Reputation: 13
I have a file with the format of
sjaskdjajldlj_abc:
cdf_asjdl_dlsf1:
dfsflks %jdkeajd
sdjfls:
adkfld %dk_.(%sfj)sdaj, %kjdflajfs
afjdfj _ajhfkdjf
zjddjh -15afjkkd
xyz
and I want to find the text in between the string _abc:
in the first line and xyz
in the last line.
I have already tried print
re.findall(re.escape("*_abc:")+"(*)"+re.escape("xyz"),line)
But I got null
.
Upvotes: 2
Views: 1615
Reputation: 104752
It sounds like you have a misunderstanding about what the *
symbol means in a regular expression.

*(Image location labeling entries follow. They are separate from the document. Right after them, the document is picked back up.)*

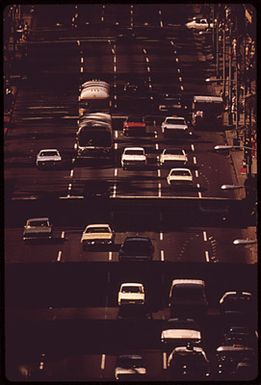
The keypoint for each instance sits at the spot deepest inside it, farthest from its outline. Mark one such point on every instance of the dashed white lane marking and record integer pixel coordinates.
(199, 192)
(164, 360)
(59, 256)
(103, 362)
(114, 190)
(162, 255)
(159, 188)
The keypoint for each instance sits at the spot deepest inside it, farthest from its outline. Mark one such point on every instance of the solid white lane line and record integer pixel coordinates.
(164, 360)
(103, 362)
(159, 188)
(162, 255)
(59, 256)
(207, 256)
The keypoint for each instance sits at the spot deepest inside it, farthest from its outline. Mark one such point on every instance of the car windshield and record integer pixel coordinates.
(188, 293)
(37, 223)
(137, 245)
(132, 289)
(175, 121)
(135, 119)
(173, 152)
(134, 152)
(98, 230)
(180, 173)
(130, 362)
(49, 153)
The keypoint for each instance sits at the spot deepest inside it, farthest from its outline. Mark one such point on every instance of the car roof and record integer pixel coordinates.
(180, 169)
(134, 148)
(38, 219)
(188, 282)
(132, 284)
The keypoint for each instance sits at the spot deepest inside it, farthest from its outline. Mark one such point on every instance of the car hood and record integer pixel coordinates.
(49, 158)
(186, 334)
(175, 126)
(90, 236)
(134, 157)
(132, 296)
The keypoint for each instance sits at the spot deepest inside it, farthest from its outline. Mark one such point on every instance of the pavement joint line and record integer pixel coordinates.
(162, 255)
(103, 362)
(164, 360)
(207, 256)
(59, 256)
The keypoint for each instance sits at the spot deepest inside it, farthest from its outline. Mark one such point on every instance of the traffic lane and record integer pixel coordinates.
(214, 169)
(17, 250)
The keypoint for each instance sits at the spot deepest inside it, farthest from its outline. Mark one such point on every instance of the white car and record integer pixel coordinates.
(173, 155)
(97, 235)
(133, 157)
(131, 294)
(48, 157)
(201, 24)
(179, 176)
(174, 125)
(130, 367)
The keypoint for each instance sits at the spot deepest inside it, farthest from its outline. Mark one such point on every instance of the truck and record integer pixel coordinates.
(207, 112)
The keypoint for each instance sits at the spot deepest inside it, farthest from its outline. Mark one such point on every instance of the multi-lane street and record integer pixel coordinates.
(61, 300)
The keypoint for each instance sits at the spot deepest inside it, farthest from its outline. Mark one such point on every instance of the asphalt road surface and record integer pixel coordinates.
(62, 318)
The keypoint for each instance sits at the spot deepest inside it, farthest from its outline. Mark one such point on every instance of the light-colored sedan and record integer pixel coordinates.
(173, 156)
(48, 157)
(95, 235)
(201, 24)
(131, 294)
(179, 176)
(133, 157)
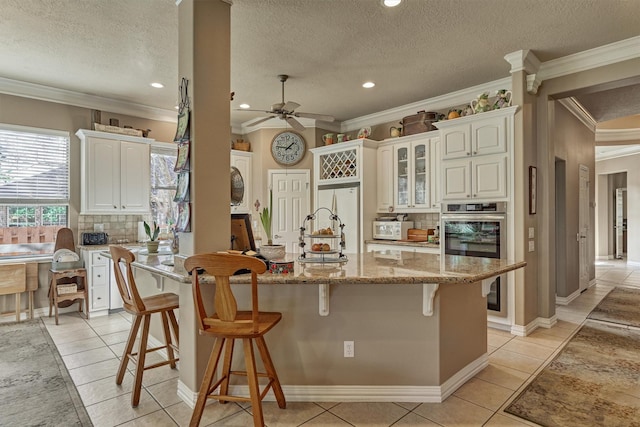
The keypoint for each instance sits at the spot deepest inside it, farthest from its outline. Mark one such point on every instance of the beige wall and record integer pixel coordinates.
(611, 76)
(575, 144)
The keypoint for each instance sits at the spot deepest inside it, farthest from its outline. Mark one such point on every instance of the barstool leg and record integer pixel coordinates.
(271, 372)
(174, 326)
(167, 339)
(128, 348)
(252, 378)
(207, 379)
(142, 354)
(226, 367)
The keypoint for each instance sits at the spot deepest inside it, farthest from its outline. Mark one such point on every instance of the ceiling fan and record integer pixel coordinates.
(286, 111)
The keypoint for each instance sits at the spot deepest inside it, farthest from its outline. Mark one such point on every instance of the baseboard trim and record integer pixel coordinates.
(566, 300)
(539, 322)
(348, 393)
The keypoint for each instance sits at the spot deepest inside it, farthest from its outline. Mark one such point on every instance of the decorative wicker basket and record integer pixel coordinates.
(70, 288)
(242, 145)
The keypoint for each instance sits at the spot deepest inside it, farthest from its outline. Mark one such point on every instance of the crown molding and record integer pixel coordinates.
(617, 135)
(620, 51)
(62, 96)
(579, 112)
(523, 60)
(442, 102)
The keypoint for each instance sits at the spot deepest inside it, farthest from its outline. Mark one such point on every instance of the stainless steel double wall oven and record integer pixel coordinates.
(479, 230)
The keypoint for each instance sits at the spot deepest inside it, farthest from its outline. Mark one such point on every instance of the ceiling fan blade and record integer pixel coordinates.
(290, 106)
(295, 124)
(263, 119)
(322, 117)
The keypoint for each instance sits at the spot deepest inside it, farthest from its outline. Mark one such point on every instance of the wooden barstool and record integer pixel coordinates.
(228, 324)
(142, 309)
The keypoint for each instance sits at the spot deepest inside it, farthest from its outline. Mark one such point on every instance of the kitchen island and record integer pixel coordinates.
(418, 324)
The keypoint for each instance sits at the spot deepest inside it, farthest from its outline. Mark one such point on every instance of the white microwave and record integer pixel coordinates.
(391, 230)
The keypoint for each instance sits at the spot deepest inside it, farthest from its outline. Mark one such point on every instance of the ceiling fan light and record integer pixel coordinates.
(391, 3)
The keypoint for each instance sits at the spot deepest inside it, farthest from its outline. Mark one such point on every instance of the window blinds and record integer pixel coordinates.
(34, 165)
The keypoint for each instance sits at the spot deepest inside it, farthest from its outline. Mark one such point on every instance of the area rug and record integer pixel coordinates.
(594, 381)
(621, 305)
(35, 386)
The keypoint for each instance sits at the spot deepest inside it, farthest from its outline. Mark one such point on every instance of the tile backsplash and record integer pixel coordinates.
(424, 221)
(120, 228)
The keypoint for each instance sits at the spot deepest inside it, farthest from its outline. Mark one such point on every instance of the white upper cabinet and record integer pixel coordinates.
(115, 177)
(243, 161)
(385, 179)
(477, 156)
(409, 174)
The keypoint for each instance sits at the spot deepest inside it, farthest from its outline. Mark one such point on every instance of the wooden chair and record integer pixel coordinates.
(65, 275)
(228, 324)
(142, 309)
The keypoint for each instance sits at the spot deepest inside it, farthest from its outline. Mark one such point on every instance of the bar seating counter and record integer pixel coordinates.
(418, 323)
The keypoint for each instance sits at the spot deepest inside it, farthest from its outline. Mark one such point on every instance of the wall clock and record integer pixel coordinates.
(288, 148)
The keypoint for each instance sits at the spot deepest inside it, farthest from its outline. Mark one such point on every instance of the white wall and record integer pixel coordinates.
(628, 164)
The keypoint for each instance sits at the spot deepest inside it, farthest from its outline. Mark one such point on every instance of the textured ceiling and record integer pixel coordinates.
(421, 49)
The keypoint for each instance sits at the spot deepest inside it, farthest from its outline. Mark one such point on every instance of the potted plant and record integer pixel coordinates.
(152, 234)
(269, 251)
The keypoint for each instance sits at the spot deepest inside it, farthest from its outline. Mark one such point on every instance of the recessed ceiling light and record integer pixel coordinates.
(391, 3)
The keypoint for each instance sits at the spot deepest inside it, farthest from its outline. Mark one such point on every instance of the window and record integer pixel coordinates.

It doesn't mean "match anything", but rather "repeat the previous thing zero or more times".
To match any string, you need to combine *
with .
, which matches any single character (almost, more on this later). The pattern .*
matches any string of zero or more characters.
So, you could change your pattern to be .*abc(.*)xyz
and you'd be most of the way there. However, if the prefix and suffix only exist once in the text the leading .*
is unnecessary. You can omit it and just let the regular expression engine handle skipping over any unmatched characters before the abc
prefix.
The one remaining issue is that you have multiple lines of text in your source text. I mentioned above that the .
patter matches character, but that's not entirely true. By default it won't match a newline. For single-line texts that doesn't matter, but it will cause problems for you here. To change that behavior you can pass the flag re.DOTALL
(or its shorter spelling, re.S
) as a third argument to re.findall
or re.search
. That flag tells the regular expression system to allow the .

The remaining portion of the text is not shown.